Some part of the way, Volodya was transported in a Stolypin car along with Sarbopeyev. They had long conversations about various topics, they also discussed what has actually happened in Zhanaozen. Sarbopeyev, by the way, told Volodya that he has never been A. Amirova's classmate; they attended different schools, and he was surprised to hear during the investigation and in court, that she was his classmate.
Volodya says, "We went from Taraz in an ice-cold Stolypin car, with no heating, no hot water, the toilet didn't work, the guards, although they were not wanton, they were also not favourably disposed towards the convicts.

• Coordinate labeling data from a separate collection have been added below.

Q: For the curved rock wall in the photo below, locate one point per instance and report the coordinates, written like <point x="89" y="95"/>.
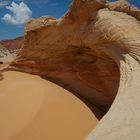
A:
<point x="87" y="51"/>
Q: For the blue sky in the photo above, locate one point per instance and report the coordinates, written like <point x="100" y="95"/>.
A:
<point x="13" y="26"/>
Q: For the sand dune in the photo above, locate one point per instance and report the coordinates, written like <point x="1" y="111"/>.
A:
<point x="32" y="108"/>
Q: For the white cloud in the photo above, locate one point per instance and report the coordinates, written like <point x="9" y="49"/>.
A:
<point x="54" y="4"/>
<point x="33" y="1"/>
<point x="21" y="13"/>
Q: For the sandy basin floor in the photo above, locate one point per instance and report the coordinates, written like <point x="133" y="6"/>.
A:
<point x="32" y="108"/>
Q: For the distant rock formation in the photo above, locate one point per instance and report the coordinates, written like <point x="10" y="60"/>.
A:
<point x="5" y="55"/>
<point x="93" y="51"/>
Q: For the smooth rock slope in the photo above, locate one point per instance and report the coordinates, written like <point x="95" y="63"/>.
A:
<point x="93" y="50"/>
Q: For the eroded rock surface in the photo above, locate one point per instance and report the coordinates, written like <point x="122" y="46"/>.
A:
<point x="92" y="51"/>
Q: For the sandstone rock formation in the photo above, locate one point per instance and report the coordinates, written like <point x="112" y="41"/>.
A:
<point x="93" y="51"/>
<point x="12" y="44"/>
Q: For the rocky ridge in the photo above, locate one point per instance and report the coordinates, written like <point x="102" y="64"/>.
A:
<point x="93" y="51"/>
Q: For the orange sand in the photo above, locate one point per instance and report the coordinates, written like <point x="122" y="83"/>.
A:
<point x="32" y="108"/>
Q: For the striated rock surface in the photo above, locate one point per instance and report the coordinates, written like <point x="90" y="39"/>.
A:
<point x="93" y="51"/>
<point x="13" y="44"/>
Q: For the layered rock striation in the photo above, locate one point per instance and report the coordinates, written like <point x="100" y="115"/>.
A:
<point x="93" y="51"/>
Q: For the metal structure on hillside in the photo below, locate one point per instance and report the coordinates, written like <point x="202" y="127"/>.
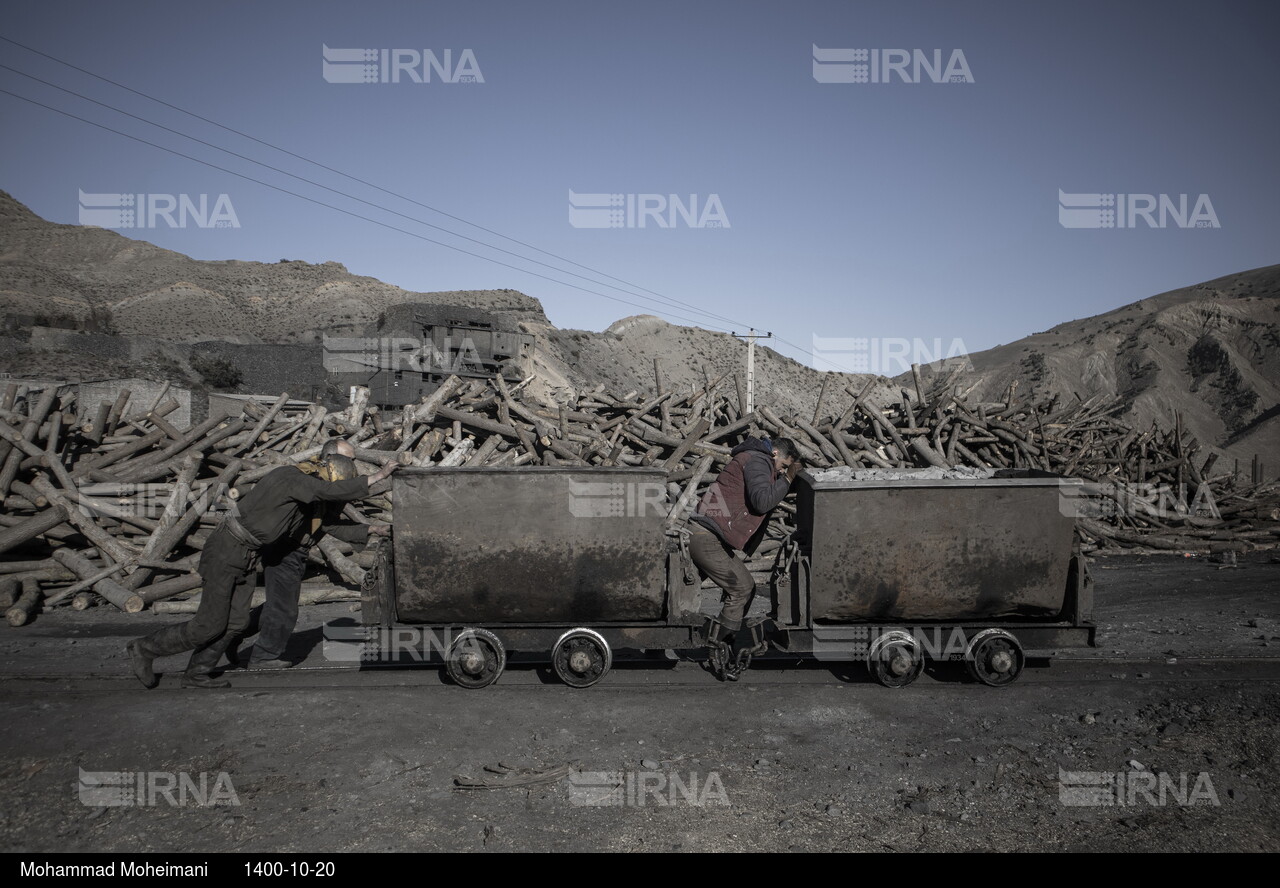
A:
<point x="417" y="346"/>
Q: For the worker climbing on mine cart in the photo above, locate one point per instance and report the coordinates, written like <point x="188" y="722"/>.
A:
<point x="731" y="516"/>
<point x="284" y="563"/>
<point x="279" y="507"/>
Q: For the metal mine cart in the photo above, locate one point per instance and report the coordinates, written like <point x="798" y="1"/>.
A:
<point x="570" y="564"/>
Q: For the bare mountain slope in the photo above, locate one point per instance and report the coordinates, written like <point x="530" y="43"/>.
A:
<point x="92" y="278"/>
<point x="1210" y="352"/>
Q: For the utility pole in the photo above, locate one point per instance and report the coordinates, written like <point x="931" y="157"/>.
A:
<point x="750" y="364"/>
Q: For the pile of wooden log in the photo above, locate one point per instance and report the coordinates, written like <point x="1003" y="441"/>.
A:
<point x="117" y="504"/>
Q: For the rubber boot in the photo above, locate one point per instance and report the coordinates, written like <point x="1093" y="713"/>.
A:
<point x="202" y="662"/>
<point x="142" y="651"/>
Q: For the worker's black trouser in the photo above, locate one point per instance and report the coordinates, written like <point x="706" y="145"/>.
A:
<point x="282" y="575"/>
<point x="228" y="570"/>
<point x="716" y="559"/>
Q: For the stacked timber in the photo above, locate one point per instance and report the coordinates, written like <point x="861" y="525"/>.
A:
<point x="112" y="503"/>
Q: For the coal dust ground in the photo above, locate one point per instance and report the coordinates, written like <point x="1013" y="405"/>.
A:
<point x="1161" y="738"/>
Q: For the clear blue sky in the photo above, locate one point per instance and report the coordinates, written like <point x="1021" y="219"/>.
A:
<point x="908" y="210"/>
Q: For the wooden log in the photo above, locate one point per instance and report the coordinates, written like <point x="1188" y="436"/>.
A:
<point x="347" y="568"/>
<point x="122" y="598"/>
<point x="822" y="393"/>
<point x="842" y="448"/>
<point x="117" y="413"/>
<point x="9" y="594"/>
<point x="86" y="582"/>
<point x="732" y="428"/>
<point x="115" y="456"/>
<point x="694" y="435"/>
<point x="167" y="541"/>
<point x="24" y="608"/>
<point x="425" y="411"/>
<point x="485" y="451"/>
<point x="173" y="511"/>
<point x="277" y="407"/>
<point x="96" y="428"/>
<point x="32" y="527"/>
<point x="460" y="453"/>
<point x="167" y="589"/>
<point x="927" y="453"/>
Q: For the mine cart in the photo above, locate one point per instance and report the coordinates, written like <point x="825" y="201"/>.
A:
<point x="571" y="564"/>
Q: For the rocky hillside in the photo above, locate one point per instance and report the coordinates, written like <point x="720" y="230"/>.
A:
<point x="96" y="279"/>
<point x="1210" y="352"/>
<point x="160" y="303"/>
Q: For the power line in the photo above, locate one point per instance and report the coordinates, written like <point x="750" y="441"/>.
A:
<point x="330" y="206"/>
<point x="318" y="184"/>
<point x="666" y="300"/>
<point x="275" y="147"/>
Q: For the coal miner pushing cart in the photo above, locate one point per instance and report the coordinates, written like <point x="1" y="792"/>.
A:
<point x="887" y="567"/>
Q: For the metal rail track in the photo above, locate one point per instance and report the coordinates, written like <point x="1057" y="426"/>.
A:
<point x="679" y="674"/>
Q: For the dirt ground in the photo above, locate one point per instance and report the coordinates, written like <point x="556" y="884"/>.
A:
<point x="1174" y="719"/>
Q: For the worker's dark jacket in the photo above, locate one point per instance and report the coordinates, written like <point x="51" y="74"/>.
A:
<point x="278" y="511"/>
<point x="740" y="499"/>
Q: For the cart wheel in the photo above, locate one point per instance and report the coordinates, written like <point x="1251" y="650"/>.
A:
<point x="581" y="658"/>
<point x="895" y="659"/>
<point x="475" y="658"/>
<point x="993" y="657"/>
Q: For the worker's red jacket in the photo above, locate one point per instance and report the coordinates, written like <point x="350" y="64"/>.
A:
<point x="740" y="499"/>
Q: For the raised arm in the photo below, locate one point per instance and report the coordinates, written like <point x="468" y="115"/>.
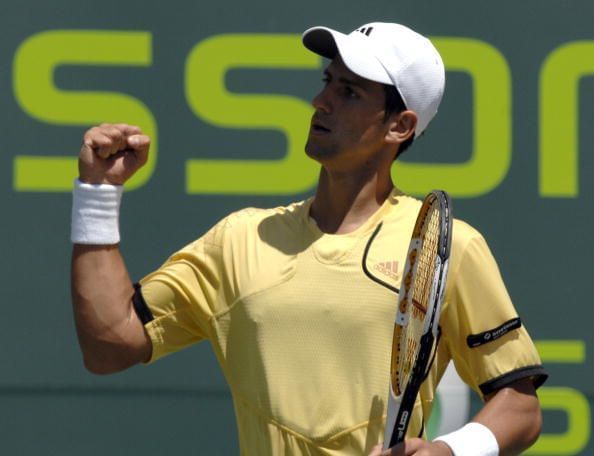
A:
<point x="110" y="334"/>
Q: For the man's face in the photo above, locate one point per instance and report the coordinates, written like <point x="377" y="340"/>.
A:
<point x="347" y="129"/>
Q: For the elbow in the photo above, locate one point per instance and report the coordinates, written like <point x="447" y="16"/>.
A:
<point x="535" y="428"/>
<point x="106" y="361"/>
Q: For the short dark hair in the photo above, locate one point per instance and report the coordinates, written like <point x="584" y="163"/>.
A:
<point x="394" y="105"/>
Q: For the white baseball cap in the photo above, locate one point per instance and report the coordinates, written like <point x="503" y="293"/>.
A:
<point x="390" y="54"/>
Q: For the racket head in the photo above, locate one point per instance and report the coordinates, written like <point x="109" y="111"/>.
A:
<point x="419" y="306"/>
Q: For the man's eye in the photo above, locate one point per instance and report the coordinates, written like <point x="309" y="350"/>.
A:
<point x="349" y="92"/>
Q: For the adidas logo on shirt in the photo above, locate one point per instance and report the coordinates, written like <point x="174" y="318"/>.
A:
<point x="388" y="268"/>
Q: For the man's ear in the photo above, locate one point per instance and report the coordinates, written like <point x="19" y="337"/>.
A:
<point x="401" y="126"/>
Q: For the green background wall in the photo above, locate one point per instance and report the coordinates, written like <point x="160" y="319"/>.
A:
<point x="512" y="142"/>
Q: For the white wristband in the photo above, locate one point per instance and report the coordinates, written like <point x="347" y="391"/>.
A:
<point x="95" y="213"/>
<point x="474" y="439"/>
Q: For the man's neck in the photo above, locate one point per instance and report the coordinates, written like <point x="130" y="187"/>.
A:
<point x="343" y="203"/>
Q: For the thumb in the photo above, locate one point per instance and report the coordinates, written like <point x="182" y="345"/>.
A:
<point x="140" y="145"/>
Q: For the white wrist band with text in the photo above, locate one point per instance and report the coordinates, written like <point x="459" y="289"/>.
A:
<point x="95" y="213"/>
<point x="474" y="439"/>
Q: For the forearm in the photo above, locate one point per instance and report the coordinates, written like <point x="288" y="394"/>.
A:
<point x="513" y="415"/>
<point x="110" y="334"/>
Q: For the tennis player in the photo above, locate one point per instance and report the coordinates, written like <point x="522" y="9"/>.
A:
<point x="298" y="302"/>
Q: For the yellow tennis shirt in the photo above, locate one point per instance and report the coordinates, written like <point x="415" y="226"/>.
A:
<point x="301" y="323"/>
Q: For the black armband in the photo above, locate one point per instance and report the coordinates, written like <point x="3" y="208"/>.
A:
<point x="144" y="313"/>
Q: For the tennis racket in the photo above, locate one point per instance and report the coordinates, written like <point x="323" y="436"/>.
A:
<point x="417" y="316"/>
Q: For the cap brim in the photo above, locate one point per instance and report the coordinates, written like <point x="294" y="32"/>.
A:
<point x="356" y="53"/>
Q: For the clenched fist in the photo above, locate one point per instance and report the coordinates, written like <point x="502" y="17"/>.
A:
<point x="112" y="153"/>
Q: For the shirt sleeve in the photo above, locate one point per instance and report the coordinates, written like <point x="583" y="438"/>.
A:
<point x="487" y="340"/>
<point x="185" y="292"/>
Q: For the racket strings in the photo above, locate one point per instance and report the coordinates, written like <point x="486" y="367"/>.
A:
<point x="420" y="287"/>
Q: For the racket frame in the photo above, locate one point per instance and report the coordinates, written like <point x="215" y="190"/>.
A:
<point x="400" y="407"/>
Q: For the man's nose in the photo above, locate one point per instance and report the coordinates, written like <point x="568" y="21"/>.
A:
<point x="322" y="101"/>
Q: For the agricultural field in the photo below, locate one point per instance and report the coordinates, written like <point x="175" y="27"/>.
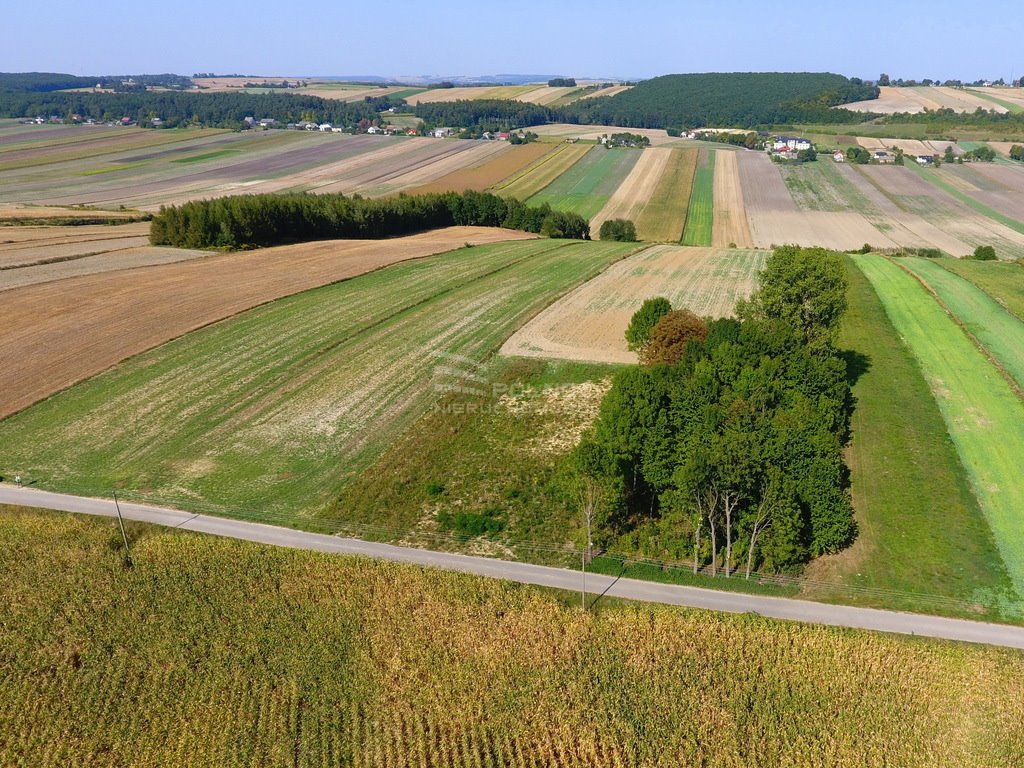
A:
<point x="268" y="414"/>
<point x="492" y="171"/>
<point x="983" y="414"/>
<point x="893" y="99"/>
<point x="1001" y="281"/>
<point x="637" y="190"/>
<point x="589" y="183"/>
<point x="903" y="469"/>
<point x="590" y="323"/>
<point x="543" y="172"/>
<point x="294" y="657"/>
<point x="664" y="217"/>
<point x="57" y="333"/>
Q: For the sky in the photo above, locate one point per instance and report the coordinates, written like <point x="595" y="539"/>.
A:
<point x="939" y="40"/>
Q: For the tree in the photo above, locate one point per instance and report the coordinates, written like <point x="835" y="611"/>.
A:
<point x="670" y="336"/>
<point x="644" y="318"/>
<point x="623" y="230"/>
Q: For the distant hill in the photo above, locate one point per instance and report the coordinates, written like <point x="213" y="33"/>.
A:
<point x="742" y="99"/>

I put on all my clothes, my jacket, wrapped myself in a blanket, but it did not help with the cold. They wouldn't give us food, or boiling water. It was hard to bear. Two days later, closer to the night - we arrived. The convoy announced - Peter! In my mind I understood that I couldn't have arrived in Russia, in St. Petersburg... but, what is Peter!? Only later I learned that many call Petropavlovsk 'Peter'. I have previously visited the North Kazakhstan Province a few times and I have never heard this city being referred to in this way. Accompanied by an incessant barking of dogs, we were literally crammed into a cold prison truck, and we were moved.
One hour later, we arrived at our destination. There we were also met with barking dogs'. With our hands secured behind our back in handcuffs, in a bending position, our heads we could not raise. We were carrying our bags and packs in all possible ways - hanging on the neck, in our hands. We heard yelling: faster, faster! We were dragged on the pavement by two huge riot policeman; they tore off all our clothes and shoes. We were admitted... I was angry with this attitude. A little later, I saw two men who introduced themselves as the head of the institution and the deputy manager for prison regulations issues and I expressed to them my outrage over this dragging across the pavement."
They informed him of his rights and obligations. Volodya, being a law-abiding person, and knowing that he wasn't convicted in accordance with the law, but being already in prison, faced the choice: either to follow the path of complete denial, when the convicted person doesn't abide by any legal requirements of the administration, or to take the way of observing the prison regulations and the law. Since he is neither a thief, nor a gangster, or a thug, and keeping in mind that he was incarcerated on political grounds, and that even at liberty he has never broken the law, he made a decision for himself: I will comply with the Penal Code regulations.
He immediately reported that he still had nine days of unserved punishment of solitary confinement, and so he was immediately placed in solitary confinement. After the lock-up, he spent another 15 days in quarantine. Only after this, on 10 January, 2013 was he assigned to his unit by the commission. He is in the second unit with 46 convicts. Out of the entire unit, only 10 convicts are visited by relatives and receive mailed parcels and packages.
I tried to remember his smell. When he was still at liberty, when I was buying him aftershave, I reveled in the smell. But there, behind the fence, everything is different. No smell at all. Prisoners are not allowed to use products containing alcohol.
He said that life in the colony resembles life in the army. There are orderlies, they have nightstands, they have duties, they march on the square. There is a collegiate responsibility: one for all and all for one. They wake up at 6 a.m., they do exercises, then have breakfast, then carry out duties. And the whole day passes like that.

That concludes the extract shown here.